Evidence shows that even during times of economic turmoil in the past, the toy sector has come through relatively unscathed in terms of sales. Parents and grandparents will reduce their spending on lots of other things before cutting back on birthday or Christmas presents for their youngsters.
The universal squeeze on household budgets caused primarily by rising energy bills is likely to put that theory to the test this year, given that UK toy sales have already recorded a 3% year-on-year drop.
So far, parents have been more concerned about product quality than affordability, according to data from The Insights Family, which conducts regular surveys of children and parents.
Nazneen Yasin, founder of Fabula Toys, which makes inclusive pre-school products based on nursery rhymes, says: "Most parents are looking for a good reason to buy, not just something colourful and bright that will just go to the back of a toy box after a week."
Children tend to want to open a lot of smaller presents, data from The Insights Family show, even though bicycles and games consoles are high up on kids' wish lists.
A stroll around the numerous stands at the Toy Fair in London's Olympia suggests toymakers are keen to land successes with big-ticket, relatively high cost items.
Of the 23 "hero toys" selected by the show's organisers - the British Toy and Hobby Association - only one had a retail price of less than £14.99.
Yet, when asked which items on his display were the most popular, Toy Fair exhibitor Jon Sumner points to a £1.99 erasable pen.
Mr Sumner, from Pen Paper Gift Limited - a small business with three full-time members of staff, says it will be interesting to see whether lower-priced items benefit when the cost of household bills really starts to bite.

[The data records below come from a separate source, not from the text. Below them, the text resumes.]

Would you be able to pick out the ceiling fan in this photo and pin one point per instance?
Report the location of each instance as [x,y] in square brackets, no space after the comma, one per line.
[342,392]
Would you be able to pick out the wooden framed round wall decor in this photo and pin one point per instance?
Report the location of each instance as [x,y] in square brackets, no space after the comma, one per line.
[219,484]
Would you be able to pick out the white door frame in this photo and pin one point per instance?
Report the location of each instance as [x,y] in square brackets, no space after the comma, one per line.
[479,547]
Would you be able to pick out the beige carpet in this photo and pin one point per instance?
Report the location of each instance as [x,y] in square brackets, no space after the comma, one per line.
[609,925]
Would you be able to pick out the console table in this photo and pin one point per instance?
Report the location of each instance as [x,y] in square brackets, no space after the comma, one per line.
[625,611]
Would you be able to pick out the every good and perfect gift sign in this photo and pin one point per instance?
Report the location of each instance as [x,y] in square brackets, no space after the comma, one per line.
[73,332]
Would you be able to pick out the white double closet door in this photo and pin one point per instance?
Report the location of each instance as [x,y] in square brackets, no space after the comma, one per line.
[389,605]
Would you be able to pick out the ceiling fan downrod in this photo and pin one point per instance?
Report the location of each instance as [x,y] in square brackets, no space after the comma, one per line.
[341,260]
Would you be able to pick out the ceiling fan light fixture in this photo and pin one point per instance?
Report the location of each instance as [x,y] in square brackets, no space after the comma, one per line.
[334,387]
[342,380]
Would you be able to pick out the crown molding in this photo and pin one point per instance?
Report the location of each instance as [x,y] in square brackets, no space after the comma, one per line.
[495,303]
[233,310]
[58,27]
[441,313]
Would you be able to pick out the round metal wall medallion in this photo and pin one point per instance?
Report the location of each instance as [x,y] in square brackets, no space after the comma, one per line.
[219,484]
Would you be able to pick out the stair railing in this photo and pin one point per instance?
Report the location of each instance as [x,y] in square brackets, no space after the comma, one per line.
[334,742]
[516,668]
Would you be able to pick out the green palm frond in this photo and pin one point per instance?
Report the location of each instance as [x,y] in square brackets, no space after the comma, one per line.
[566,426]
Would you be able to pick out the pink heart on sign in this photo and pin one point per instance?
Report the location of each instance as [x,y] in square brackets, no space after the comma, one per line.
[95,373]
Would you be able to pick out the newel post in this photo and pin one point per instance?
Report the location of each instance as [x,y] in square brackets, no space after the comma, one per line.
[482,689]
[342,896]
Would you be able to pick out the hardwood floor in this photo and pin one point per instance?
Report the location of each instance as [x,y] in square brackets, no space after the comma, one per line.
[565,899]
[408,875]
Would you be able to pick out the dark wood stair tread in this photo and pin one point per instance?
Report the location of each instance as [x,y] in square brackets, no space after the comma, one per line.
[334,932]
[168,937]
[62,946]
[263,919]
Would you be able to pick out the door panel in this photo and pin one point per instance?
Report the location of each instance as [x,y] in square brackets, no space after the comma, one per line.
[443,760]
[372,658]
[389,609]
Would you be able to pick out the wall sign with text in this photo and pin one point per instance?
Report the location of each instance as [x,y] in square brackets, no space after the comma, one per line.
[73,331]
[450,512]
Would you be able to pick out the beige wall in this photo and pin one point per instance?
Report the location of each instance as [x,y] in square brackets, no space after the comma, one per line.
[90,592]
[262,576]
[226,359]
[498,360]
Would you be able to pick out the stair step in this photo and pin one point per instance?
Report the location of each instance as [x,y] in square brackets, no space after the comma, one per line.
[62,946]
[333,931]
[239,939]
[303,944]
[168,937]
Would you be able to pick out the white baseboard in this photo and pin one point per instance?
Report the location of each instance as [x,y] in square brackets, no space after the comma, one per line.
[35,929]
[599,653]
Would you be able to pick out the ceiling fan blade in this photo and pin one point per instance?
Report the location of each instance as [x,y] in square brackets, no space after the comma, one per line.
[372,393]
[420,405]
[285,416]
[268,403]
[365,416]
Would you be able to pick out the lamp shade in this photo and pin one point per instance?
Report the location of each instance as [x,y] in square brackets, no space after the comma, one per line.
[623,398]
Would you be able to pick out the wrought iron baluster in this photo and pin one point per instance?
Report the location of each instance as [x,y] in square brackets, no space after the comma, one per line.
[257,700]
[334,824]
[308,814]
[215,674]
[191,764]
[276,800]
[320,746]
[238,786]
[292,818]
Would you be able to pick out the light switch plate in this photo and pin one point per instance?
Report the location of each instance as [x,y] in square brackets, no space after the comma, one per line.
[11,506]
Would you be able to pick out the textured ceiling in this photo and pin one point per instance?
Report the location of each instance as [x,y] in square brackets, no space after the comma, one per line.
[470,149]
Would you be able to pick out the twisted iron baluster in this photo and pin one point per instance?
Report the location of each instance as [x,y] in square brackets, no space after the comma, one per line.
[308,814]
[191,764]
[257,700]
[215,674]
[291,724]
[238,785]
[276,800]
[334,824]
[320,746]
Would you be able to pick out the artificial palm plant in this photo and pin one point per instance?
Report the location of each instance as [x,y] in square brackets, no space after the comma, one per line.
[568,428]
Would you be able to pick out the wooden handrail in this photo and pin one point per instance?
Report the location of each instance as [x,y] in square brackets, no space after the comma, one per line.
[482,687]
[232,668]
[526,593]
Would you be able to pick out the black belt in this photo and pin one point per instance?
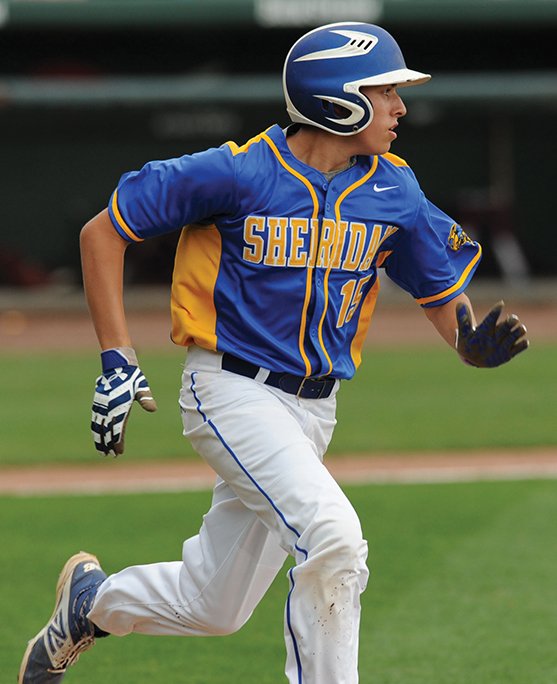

Smaller, impulse buys dropped at the height of the pandemic when shops were closed but were rising again by the end of 2021, according to The Insights Family's data.
Among those to benefit are Panini - the sticker collection company - which had a bumper summer thanks to the men's England football team's run to the final of the Euro championships.
A packet of stickers costs 70p and, being sold in supermarkets and newsagents, are often bought on a parental whim.
"They are the most inexpensive memorabilia if a home nation does well in a major tournament," says Lewi Hillier, sales director at Click Distribution, which has an exclusive distribution deal with Panini.
Of course, low-cost items are not necessarily more affordable if you end up buying a lot of them, and he says that many collectors - including adults - choose bulk purchases to keep the price of completing a whole album down.
With the next men's football World Cup coming next winter, some of those albums may well go unfinished as parents save hard for Christmas instead, at a time when family finances will be under significant pressure.